The lesson continued. Girls were laughing, giggling and running by me securing new “emotions” and filling in the squares on their bingo card. Spring was here. The sun was bright. Our spirits were bubbly, our energy was high and the mood was celebratory; but poor Emily was confined to walk…strapped in by her new cuppy bra and her first try at “being grown up.” Her step wasn’t bouncy anymore. It seemed that even her hair was less so.

Fifteen minutes later, Emily had only done two laps. “Come on Emily.” The girls were asking her. What’s up? You normally are running like everyone else. What’s going on? Why won’t you run?”

I could see the novelty of the once fabulous and mysterious cuppy bra wearing off. She had tried running again, but was SO distracted by needing to hold the stupid thing in place, that running now became an impossible feat.

“Whoohooo! Good job girls.” My assistant coach and I were cheering on the girls as they progressed around the track and I monetarily lost focus on Emily and her plight. I patted a girl on the back as she passed me by and turned to look across the track to see how Emily was doing. There she was, standing perfectly still and looking quite wonder-woman-esque. Her arms by her side, her eyes and face upward toward some distant (and very dramatic) horizon. She was still, silent, strong and weirdly (humorously) stoic.

(Insert long dramatic pause here and some really powerful instrumental music. Follow it by a small drum roll and continue reading.) And then the girl, with rapid-fire motion threw her right arm up into the air, statue of liberty-like-ish and began to run. Waving in the wind of her forward movement and bubbling up like the fire within our very own Lady Liberty’s torch, was the cuppy bra, grasped tightly in the hand of that uplifted arm.

Emily was leaping, running, twisting, turning, running backwards, forewords, sideways and everyways in between. When Emily made it around to me, with that cuppy bra lifted high above her head, she said with a fierce determination and a no-nonsense tone of voice, “Free at last. I am free at last.”

And I’ll be darned if she wasn’t right on! She WAS Free at last. Free of the cuppy bra. Free of the need to be something she really wasn’t, at least not yet anyway. Free to be the goofy, wacky, spring-haired, bouncy Emily she was meant to be. No wires, no straps, no objects were going to restrain or limit this girl. NO WAY, NO HOW!!!! Just try her!

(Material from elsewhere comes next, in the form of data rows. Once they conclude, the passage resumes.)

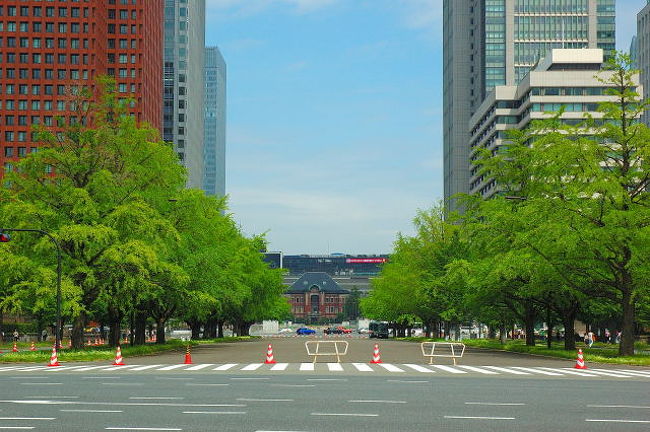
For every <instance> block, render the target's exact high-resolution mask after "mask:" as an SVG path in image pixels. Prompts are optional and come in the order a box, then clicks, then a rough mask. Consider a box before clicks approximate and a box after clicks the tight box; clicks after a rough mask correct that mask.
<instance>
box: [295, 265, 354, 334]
mask: <svg viewBox="0 0 650 432" xmlns="http://www.w3.org/2000/svg"><path fill="white" fill-rule="evenodd" d="M349 294H350V291H348V290H345V289H342V288H341V287H340V286H339V284H337V283H336V282H335V281H334V279H332V277H331V276H330V275H328V274H327V273H321V272H312V273H305V274H303V275H302V276H301V277H300V278H299V279H298V280H297V281H296V282H294V283H293V285H291V287H290V288H289V289H288V290H287V291H286V293H285V295H286V296H287V297H288V298H289V303H291V312H292V313H293V315H294V316H295V317H296V319H299V320H300V319H304V320H307V321H309V322H317V321H319V320H321V319H334V318H336V317H337V315H339V314H340V313H342V312H343V305H344V304H345V299H346V298H347V296H348V295H349Z"/></svg>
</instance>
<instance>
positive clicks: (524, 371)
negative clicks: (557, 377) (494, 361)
mask: <svg viewBox="0 0 650 432" xmlns="http://www.w3.org/2000/svg"><path fill="white" fill-rule="evenodd" d="M512 368H513V369H517V370H521V371H524V372H531V373H540V374H542V375H550V376H564V375H563V374H561V373H558V372H550V371H545V370H541V369H533V368H525V367H520V366H512Z"/></svg>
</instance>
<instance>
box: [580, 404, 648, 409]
mask: <svg viewBox="0 0 650 432" xmlns="http://www.w3.org/2000/svg"><path fill="white" fill-rule="evenodd" d="M587 408H632V409H650V406H642V405H587Z"/></svg>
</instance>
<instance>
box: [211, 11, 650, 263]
mask: <svg viewBox="0 0 650 432" xmlns="http://www.w3.org/2000/svg"><path fill="white" fill-rule="evenodd" d="M642 3H645V0H619V1H618V8H617V9H618V10H617V14H618V21H619V22H618V29H621V30H619V35H618V36H619V38H618V41H619V46H620V47H625V48H627V46H628V45H629V41H630V38H631V36H632V31H633V26H634V27H636V25H635V22H636V20H635V16H636V12H637V11H638V10H639V9H640V8H641V6H642ZM206 4H207V23H206V44H207V45H217V46H219V48H220V49H221V51H222V53H223V55H224V57H225V59H226V63H227V65H228V132H227V171H226V182H227V186H226V188H227V192H228V194H229V196H230V209H231V211H232V212H233V213H234V215H235V219H236V220H237V221H238V222H239V223H240V224H241V226H242V228H243V230H244V231H245V232H246V233H247V234H258V233H263V232H268V233H267V239H268V240H269V248H270V249H272V250H282V251H284V252H285V253H287V254H297V253H312V254H318V253H329V252H345V253H367V254H370V253H387V252H390V251H391V249H392V243H393V241H394V240H395V236H396V234H397V233H398V232H403V233H406V234H408V233H411V232H412V227H411V220H412V218H413V216H414V215H415V212H416V210H417V209H418V208H428V207H431V206H432V205H433V204H434V203H435V202H436V201H437V200H439V199H441V198H442V129H441V125H442V0H206ZM626 29H627V30H626Z"/></svg>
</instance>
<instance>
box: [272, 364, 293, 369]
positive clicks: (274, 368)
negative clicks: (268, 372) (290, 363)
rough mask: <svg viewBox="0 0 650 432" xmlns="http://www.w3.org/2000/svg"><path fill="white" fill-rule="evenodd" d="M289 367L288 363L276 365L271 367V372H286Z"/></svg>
mask: <svg viewBox="0 0 650 432" xmlns="http://www.w3.org/2000/svg"><path fill="white" fill-rule="evenodd" d="M287 367H289V363H278V364H276V365H273V366H272V367H271V370H286V369H287Z"/></svg>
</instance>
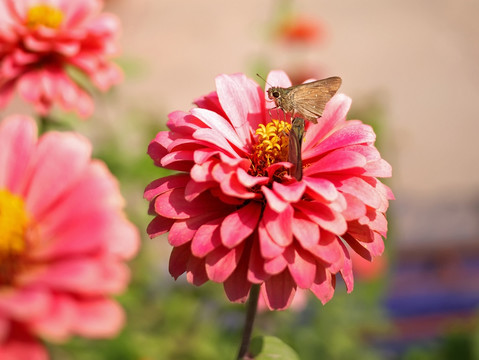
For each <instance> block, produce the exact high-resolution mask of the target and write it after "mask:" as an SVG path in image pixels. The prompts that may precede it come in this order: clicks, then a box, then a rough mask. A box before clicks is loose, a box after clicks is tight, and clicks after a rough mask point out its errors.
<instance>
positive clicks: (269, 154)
mask: <svg viewBox="0 0 479 360" xmlns="http://www.w3.org/2000/svg"><path fill="white" fill-rule="evenodd" d="M290 129H291V124H288V123H287V122H285V121H279V120H276V119H273V120H271V121H270V122H269V123H267V124H266V126H265V125H263V124H260V125H259V127H258V129H256V135H257V136H258V138H257V142H256V144H255V145H254V147H253V149H254V152H253V155H252V158H251V162H252V169H251V174H252V175H258V176H263V175H265V170H266V168H267V167H268V166H270V165H272V164H274V163H277V162H281V161H288V134H289V130H290Z"/></svg>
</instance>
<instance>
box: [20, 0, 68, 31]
mask: <svg viewBox="0 0 479 360" xmlns="http://www.w3.org/2000/svg"><path fill="white" fill-rule="evenodd" d="M62 20H63V13H62V12H61V10H59V9H57V8H55V7H53V6H50V5H46V4H40V5H35V6H32V7H31V8H30V9H28V13H27V19H26V24H27V26H28V27H29V28H30V29H34V28H36V27H38V26H40V25H43V26H46V27H49V28H52V29H58V28H59V27H60V25H61V23H62Z"/></svg>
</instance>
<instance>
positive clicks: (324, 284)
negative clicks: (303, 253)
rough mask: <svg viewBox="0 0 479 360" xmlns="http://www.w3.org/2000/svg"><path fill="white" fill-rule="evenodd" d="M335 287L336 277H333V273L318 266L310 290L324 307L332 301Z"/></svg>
mask: <svg viewBox="0 0 479 360" xmlns="http://www.w3.org/2000/svg"><path fill="white" fill-rule="evenodd" d="M335 285H336V281H335V277H334V276H331V273H330V272H329V271H327V270H326V269H324V268H322V267H319V266H318V268H317V271H316V278H315V279H314V283H313V285H311V288H310V289H311V291H312V292H313V294H314V295H316V297H317V298H318V299H319V300H320V301H321V303H322V304H323V305H324V304H326V303H327V302H328V301H329V300H331V299H332V297H333V295H334V288H335Z"/></svg>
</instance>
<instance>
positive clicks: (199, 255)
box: [191, 218, 223, 258]
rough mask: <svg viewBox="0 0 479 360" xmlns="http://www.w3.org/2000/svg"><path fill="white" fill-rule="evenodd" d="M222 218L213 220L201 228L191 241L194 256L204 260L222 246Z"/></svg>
mask: <svg viewBox="0 0 479 360" xmlns="http://www.w3.org/2000/svg"><path fill="white" fill-rule="evenodd" d="M222 221H223V219H222V218H218V219H214V220H211V221H209V222H207V223H205V224H203V225H201V226H200V227H199V229H198V230H197V231H196V233H195V235H194V236H193V239H192V241H191V253H192V254H193V256H196V257H199V258H203V257H205V256H206V255H207V254H209V253H210V252H211V251H213V250H214V249H216V248H218V247H219V246H220V245H221V236H220V224H221V222H222Z"/></svg>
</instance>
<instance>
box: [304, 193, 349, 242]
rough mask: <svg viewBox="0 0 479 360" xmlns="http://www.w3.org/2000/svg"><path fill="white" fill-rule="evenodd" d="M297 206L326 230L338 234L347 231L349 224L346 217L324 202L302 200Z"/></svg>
mask: <svg viewBox="0 0 479 360" xmlns="http://www.w3.org/2000/svg"><path fill="white" fill-rule="evenodd" d="M295 208H296V209H297V210H299V211H301V212H302V213H303V214H304V215H306V216H307V217H308V218H309V219H310V220H312V221H314V222H315V223H317V224H318V225H319V226H320V227H322V228H323V229H325V230H328V231H330V232H332V233H334V234H337V235H342V234H344V233H345V232H346V229H347V224H346V221H345V220H344V217H343V216H341V215H340V214H338V213H336V212H335V211H332V210H331V209H330V208H329V207H327V206H326V205H324V204H321V203H318V202H310V201H300V202H298V203H296V204H295Z"/></svg>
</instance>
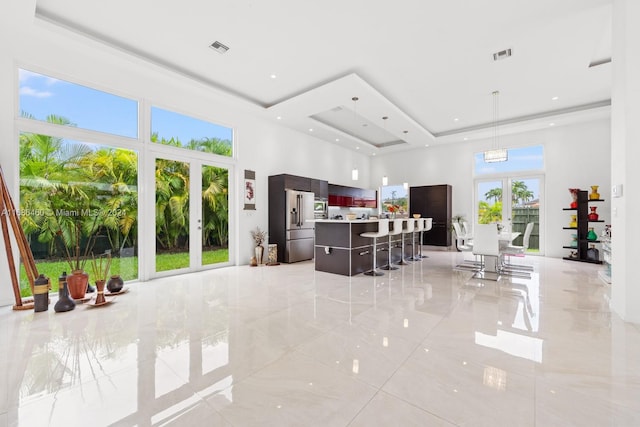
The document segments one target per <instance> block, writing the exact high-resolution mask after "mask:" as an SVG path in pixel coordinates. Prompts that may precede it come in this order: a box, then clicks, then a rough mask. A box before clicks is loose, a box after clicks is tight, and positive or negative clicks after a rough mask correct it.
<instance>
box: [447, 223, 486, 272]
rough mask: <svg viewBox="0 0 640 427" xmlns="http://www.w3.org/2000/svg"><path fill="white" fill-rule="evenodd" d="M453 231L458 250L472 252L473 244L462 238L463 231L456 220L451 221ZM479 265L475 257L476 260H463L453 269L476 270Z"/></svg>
mask: <svg viewBox="0 0 640 427" xmlns="http://www.w3.org/2000/svg"><path fill="white" fill-rule="evenodd" d="M453 231H454V234H455V238H456V247H457V248H458V250H459V251H460V252H472V250H473V244H470V243H468V242H467V241H466V239H465V238H464V233H463V232H462V228H461V227H460V224H459V223H457V222H454V223H453ZM480 266H481V263H480V262H478V261H477V257H476V261H472V260H467V259H465V260H463V261H462V262H461V263H460V264H458V265H456V266H455V268H454V269H455V270H474V271H476V270H478V269H479V268H480Z"/></svg>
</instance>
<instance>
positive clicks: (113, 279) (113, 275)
mask: <svg viewBox="0 0 640 427" xmlns="http://www.w3.org/2000/svg"><path fill="white" fill-rule="evenodd" d="M123 286H124V280H122V277H120V276H119V275H117V274H114V275H113V276H111V277H110V278H109V281H108V282H107V289H108V290H109V292H111V293H112V294H114V293H116V292H120V291H121V290H122V287H123Z"/></svg>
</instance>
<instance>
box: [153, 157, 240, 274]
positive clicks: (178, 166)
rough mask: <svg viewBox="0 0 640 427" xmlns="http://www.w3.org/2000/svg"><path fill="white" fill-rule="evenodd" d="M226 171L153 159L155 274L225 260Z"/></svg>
mask: <svg viewBox="0 0 640 427" xmlns="http://www.w3.org/2000/svg"><path fill="white" fill-rule="evenodd" d="M228 184H229V170H228V168H226V167H221V166H214V165H212V164H204V163H203V162H202V161H200V160H193V159H181V160H169V159H166V158H160V157H157V158H156V159H155V189H156V194H155V213H156V222H155V231H156V242H155V245H156V249H155V250H156V253H155V255H156V256H155V272H156V273H161V272H166V271H174V270H189V269H191V270H197V269H198V268H200V267H203V266H211V265H214V264H220V263H228V262H229V246H228V245H229V240H228V238H229V192H228V189H229V185H228Z"/></svg>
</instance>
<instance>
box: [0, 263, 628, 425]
mask: <svg viewBox="0 0 640 427" xmlns="http://www.w3.org/2000/svg"><path fill="white" fill-rule="evenodd" d="M427 253H428V255H429V258H426V259H424V260H423V261H421V262H414V263H411V264H410V265H408V266H405V267H403V268H401V269H399V270H395V271H391V272H385V276H382V277H369V276H362V275H360V276H356V277H352V278H348V277H342V276H337V275H332V274H327V273H319V272H315V271H314V269H313V263H312V262H304V263H298V264H293V265H286V264H283V265H280V266H274V267H257V268H252V267H248V266H242V267H231V268H224V269H219V270H214V271H209V272H204V273H198V274H190V275H184V276H179V277H174V278H167V279H162V280H155V281H151V282H146V283H137V284H131V285H130V292H128V293H127V294H124V295H120V296H118V297H117V299H116V301H115V302H114V303H113V304H110V305H107V306H104V307H96V308H90V307H82V306H79V307H77V308H76V310H74V311H72V312H69V313H55V312H54V311H53V303H55V299H54V300H53V301H52V304H51V306H50V308H49V311H48V312H44V313H33V312H14V311H11V309H10V308H9V307H4V308H2V309H0V321H1V322H2V328H0V344H1V348H2V351H1V352H0V384H1V387H0V427H3V426H29V427H31V426H76V425H92V426H97V425H101V426H102V425H104V426H106V425H115V426H132V425H140V426H155V425H175V426H201V425H207V426H313V425H318V426H378V425H379V426H391V425H398V426H484V425H487V426H488V425H491V426H638V425H640V328H639V327H638V326H634V325H630V324H625V323H624V322H622V321H620V319H618V318H617V317H616V316H615V315H612V314H611V313H610V312H609V309H608V303H607V301H608V297H609V294H608V292H609V289H608V288H607V287H606V286H605V285H604V284H603V283H602V282H601V281H600V280H599V279H598V277H597V270H598V266H595V265H590V264H582V263H575V262H570V261H563V260H558V259H548V258H533V257H529V258H527V259H526V261H528V262H529V263H531V264H533V265H534V266H535V271H534V274H533V275H532V278H531V279H518V278H503V279H502V280H500V281H498V282H492V281H483V280H478V279H473V278H471V273H470V272H461V271H454V270H453V267H454V266H455V265H456V264H458V263H459V262H460V261H461V260H462V256H463V255H462V254H460V253H453V252H438V251H434V252H427Z"/></svg>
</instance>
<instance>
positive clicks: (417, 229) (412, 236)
mask: <svg viewBox="0 0 640 427" xmlns="http://www.w3.org/2000/svg"><path fill="white" fill-rule="evenodd" d="M414 223H415V228H414V229H413V234H412V235H411V241H412V245H411V246H412V249H411V255H412V257H411V258H409V260H410V261H422V243H420V252H418V253H417V254H416V253H415V252H416V251H415V247H416V233H418V232H419V233H420V234H418V236H419V237H420V239H422V231H424V220H423V219H422V218H416V219H415V220H414Z"/></svg>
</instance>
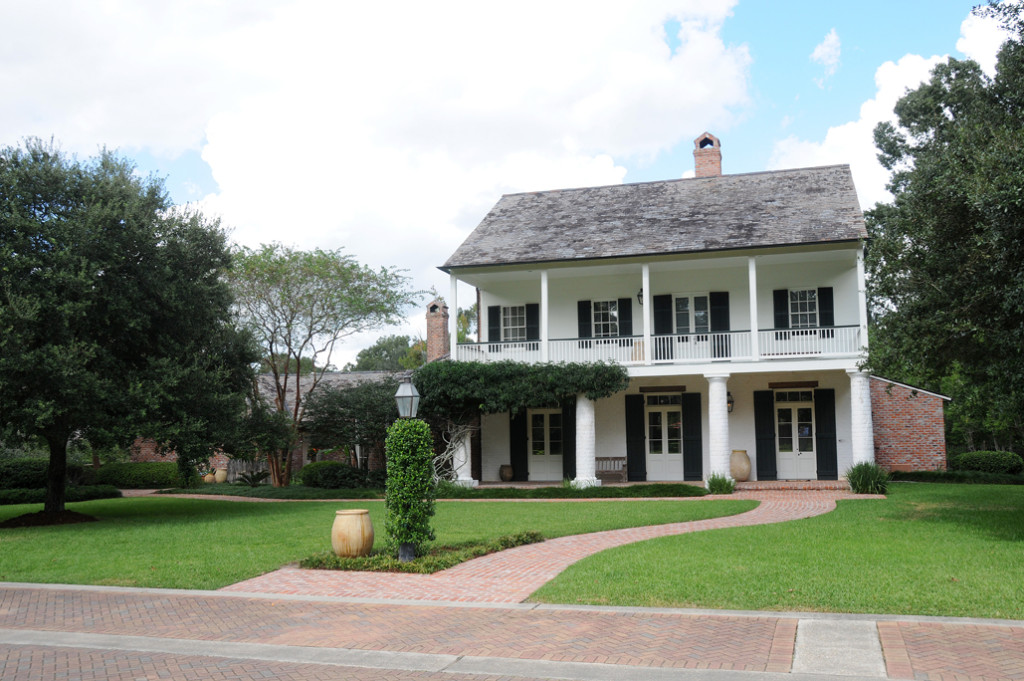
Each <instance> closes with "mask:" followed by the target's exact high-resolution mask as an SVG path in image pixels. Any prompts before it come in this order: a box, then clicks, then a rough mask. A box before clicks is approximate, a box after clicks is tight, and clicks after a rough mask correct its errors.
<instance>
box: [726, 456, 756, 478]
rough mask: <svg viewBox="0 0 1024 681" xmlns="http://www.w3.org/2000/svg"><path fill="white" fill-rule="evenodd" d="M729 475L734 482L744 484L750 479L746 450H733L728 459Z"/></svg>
mask: <svg viewBox="0 0 1024 681" xmlns="http://www.w3.org/2000/svg"><path fill="white" fill-rule="evenodd" d="M729 474H730V475H732V479H733V480H735V481H736V482H745V481H746V480H748V479H749V478H750V477H751V458H750V457H748V456H746V450H733V451H732V455H731V456H730V457H729Z"/></svg>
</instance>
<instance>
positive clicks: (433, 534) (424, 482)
mask: <svg viewBox="0 0 1024 681" xmlns="http://www.w3.org/2000/svg"><path fill="white" fill-rule="evenodd" d="M384 446H385V451H386V452H387V486H386V487H385V495H384V508H385V513H384V533H385V536H386V537H387V542H386V546H387V548H388V551H389V552H391V553H392V554H399V553H401V554H403V553H404V551H403V548H408V549H412V551H413V555H422V551H423V549H424V548H425V545H426V544H427V542H429V541H431V540H433V539H434V533H433V529H431V528H430V517H431V516H432V515H433V514H434V494H435V493H434V478H433V467H432V465H431V460H432V459H433V455H434V446H433V437H432V436H431V434H430V427H429V426H428V425H427V424H426V423H425V422H423V421H420V420H419V419H398V420H397V421H395V422H394V423H393V424H391V427H390V428H388V431H387V440H385V443H384ZM403 545H404V547H403ZM403 557H404V556H403Z"/></svg>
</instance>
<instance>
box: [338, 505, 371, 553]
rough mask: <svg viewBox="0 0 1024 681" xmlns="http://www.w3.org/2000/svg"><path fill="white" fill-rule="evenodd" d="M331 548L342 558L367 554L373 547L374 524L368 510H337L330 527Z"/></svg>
mask: <svg viewBox="0 0 1024 681" xmlns="http://www.w3.org/2000/svg"><path fill="white" fill-rule="evenodd" d="M331 548H333V549H334V552H335V554H337V555H339V556H341V557H343V558H354V557H356V556H369V555H370V549H372V548H374V524H373V523H372V522H371V521H370V511H366V510H362V509H353V510H346V511H338V512H337V513H335V516H334V525H333V526H332V527H331Z"/></svg>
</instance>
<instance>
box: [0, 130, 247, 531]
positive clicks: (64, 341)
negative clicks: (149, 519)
mask: <svg viewBox="0 0 1024 681" xmlns="http://www.w3.org/2000/svg"><path fill="white" fill-rule="evenodd" d="M230 264H231V257H230V252H229V251H228V249H227V246H226V240H225V235H224V231H223V230H222V229H221V228H220V227H219V225H218V224H217V223H216V222H215V221H210V220H207V219H206V218H204V217H203V216H202V215H201V214H199V213H196V212H193V211H186V210H180V209H175V208H172V207H171V205H170V203H169V201H168V199H167V195H166V193H165V190H164V186H163V183H162V181H161V180H159V179H157V178H154V177H150V178H144V179H143V178H140V177H138V176H137V175H136V174H135V169H134V166H133V165H132V163H131V162H129V161H128V160H126V159H122V158H119V157H117V156H116V155H115V154H113V153H111V152H106V151H103V152H100V154H99V155H98V156H96V157H95V158H91V159H89V160H87V161H79V160H78V159H76V158H74V157H71V156H68V155H67V154H65V153H63V152H61V151H60V150H59V148H57V147H56V146H55V145H54V144H53V143H52V142H50V143H46V142H43V141H40V140H38V139H30V140H27V141H26V142H25V143H24V145H20V146H8V147H3V148H0V300H2V304H0V423H3V424H4V425H5V427H7V428H13V429H15V430H17V431H18V432H20V433H23V434H24V435H27V436H31V435H39V436H41V437H42V438H43V439H45V440H46V442H47V445H48V448H49V452H50V466H49V471H50V473H49V486H48V491H47V498H46V505H45V511H46V512H47V513H51V514H52V513H58V512H60V511H62V510H63V498H65V497H63V484H65V480H63V477H65V471H66V466H67V458H68V442H69V440H70V439H71V438H72V436H73V435H76V434H77V435H82V436H86V437H88V438H89V440H90V441H91V442H92V443H93V444H94V445H103V444H106V443H110V442H113V441H121V442H126V441H130V440H131V439H132V438H133V437H134V436H135V435H136V434H143V435H145V436H148V437H153V438H155V439H157V440H158V441H161V442H163V443H165V444H166V445H168V446H169V448H172V449H173V450H175V451H176V452H177V453H178V456H179V458H180V459H181V460H182V462H184V463H183V464H182V465H185V464H187V462H189V461H195V460H197V459H201V458H205V457H207V456H209V455H210V453H211V450H212V448H214V446H216V445H220V444H222V443H224V442H225V441H226V440H228V439H229V438H230V436H231V433H232V429H233V428H234V426H236V425H237V417H238V416H239V415H240V414H241V412H242V409H243V407H244V399H245V397H244V395H245V392H246V389H247V387H248V386H249V384H250V382H251V370H250V365H251V364H252V363H253V361H255V360H256V358H257V355H256V353H255V352H254V349H253V345H252V343H251V338H250V337H249V336H248V335H247V334H245V333H242V332H240V331H239V330H238V329H237V328H236V326H234V325H233V323H232V322H233V318H232V315H231V312H230V305H231V294H230V290H229V289H228V288H227V286H226V285H225V284H224V281H223V279H222V274H223V273H224V272H225V271H226V270H227V269H228V268H229V267H230Z"/></svg>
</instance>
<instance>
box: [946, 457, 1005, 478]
mask: <svg viewBox="0 0 1024 681" xmlns="http://www.w3.org/2000/svg"><path fill="white" fill-rule="evenodd" d="M949 468H950V470H965V471H967V470H976V471H982V472H984V473H1009V474H1011V475H1016V474H1017V473H1020V472H1021V470H1024V459H1021V457H1020V455H1018V454H1014V453H1013V452H968V453H967V454H962V455H958V456H955V457H953V458H952V459H951V460H950V461H949Z"/></svg>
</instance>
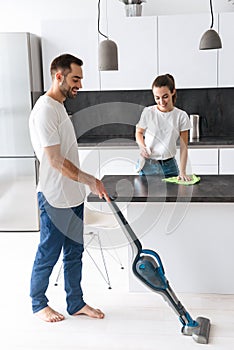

She tucked that bra into her book bag, kicked into high gear and proceeded to run around that track like there was no tomorrow.

As I fondly remember this day in Emily’s life, I am reminded of many in mine. The coming and going, the in and out, the wish for and rejection of the Girl Box’s power. As I write to you now, I take this moment to celebrate Emily and her willingness to assume the lead role in her own life’s story. I marvel at her ability to intentionally take risks, step out and test the waters of womanhood. I honor her zeal to learn from her mistakes, missteps and miscalculations. I am grateful for Emily who reminds me of the precious, innocent and vulnerable 9 year old Molly…you know, the one who always did her very best. The one who hit a few bumps, scraped a few knees and fell down a few times as she stumbled along the challenging path of growing up; the evolving Molly I am now, who tries so hard to be strong; to stand up for herself; to remain alive, real and herself while exploring the unchartered waters of relationships, motherhood, and her future.

I yearn to, as Emily (and many other well-known leaders) so succinctly put it, “be free at last.” Free at last to be, to love and to live! To remove the fears and facades of the restraining Girl Box, tuck them peacefully into the book bag of my past and run, uninhibited, free and like there is no tomorrow!!!!

What messages/elements/thought processes of the Girl Box, still linger (or distract you) in your life as you evolve, learn and “grow up”?